P16841 [GKS 2021 #B] Increasing Substring

Description

Your friend John just came back from vacation, and he would like to share with you a new property that he learned about strings. John learned that a string $C$ of length $L$ consisting of uppercase English characters is strictly increasing if, for every pair of indices $i$ and $j$ such that $1 \le i < j \le L$ ($1$-based), the character at position $i$ is smaller than the character at position $j$. For example, the strings `ABC` and `ADF` are strictly increasing, however the strings `ACC` and `FDA` are not. Now that he taught you this new exciting property, John decided to challenge you: given a string $S$ of length $N$, you have to find out, for every position $1 \le i \le N$, what is the length of the longest strictly increasing substring that ends at position $i$.

Input Format

The first line of the input gives the number of test cases, $T$. $T$ test cases follow. Each test case consists of two lines. The first line contains an integer $N$, representing the length of the string.
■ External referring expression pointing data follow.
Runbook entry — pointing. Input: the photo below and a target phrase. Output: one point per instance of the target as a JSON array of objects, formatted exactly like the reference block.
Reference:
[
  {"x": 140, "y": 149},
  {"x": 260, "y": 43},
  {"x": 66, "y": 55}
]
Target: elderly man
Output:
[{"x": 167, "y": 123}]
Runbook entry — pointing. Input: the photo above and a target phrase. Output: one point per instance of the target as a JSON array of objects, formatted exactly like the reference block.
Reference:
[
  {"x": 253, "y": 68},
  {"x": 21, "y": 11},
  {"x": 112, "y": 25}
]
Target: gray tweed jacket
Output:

The second line contains a string $S$ of length $N$, consisting of uppercase English characters.

Output Format

For each test case, output one line containing `Case #x:` followed by $y_1\ y_2\ \ldots\ y_n$, where $x$ is the test case number (starting from $1$) and $y_i$ is the length of the longest strictly increasing substring that ends at position $i$.

Explanation/Hint

In Sample Case $1$, the longest strictly increasing substring ending at position $1$ is `A`. The longest strictly increasing substrings ending at positions $2$, $3$, and $4$ are `AB`, `B`, and `BC`, respectively. In Sample Case $2$, the longest strictly increasing substrings for each position are `A`, `AB`, `A`, `AC`, `ACD`, and `A`. ### Limits $1 \le T \le 100$. **Test Set $1$** $1 \le N \le 100$. **Test Set $2$** $1 \le N \le 2 \times 10^5$.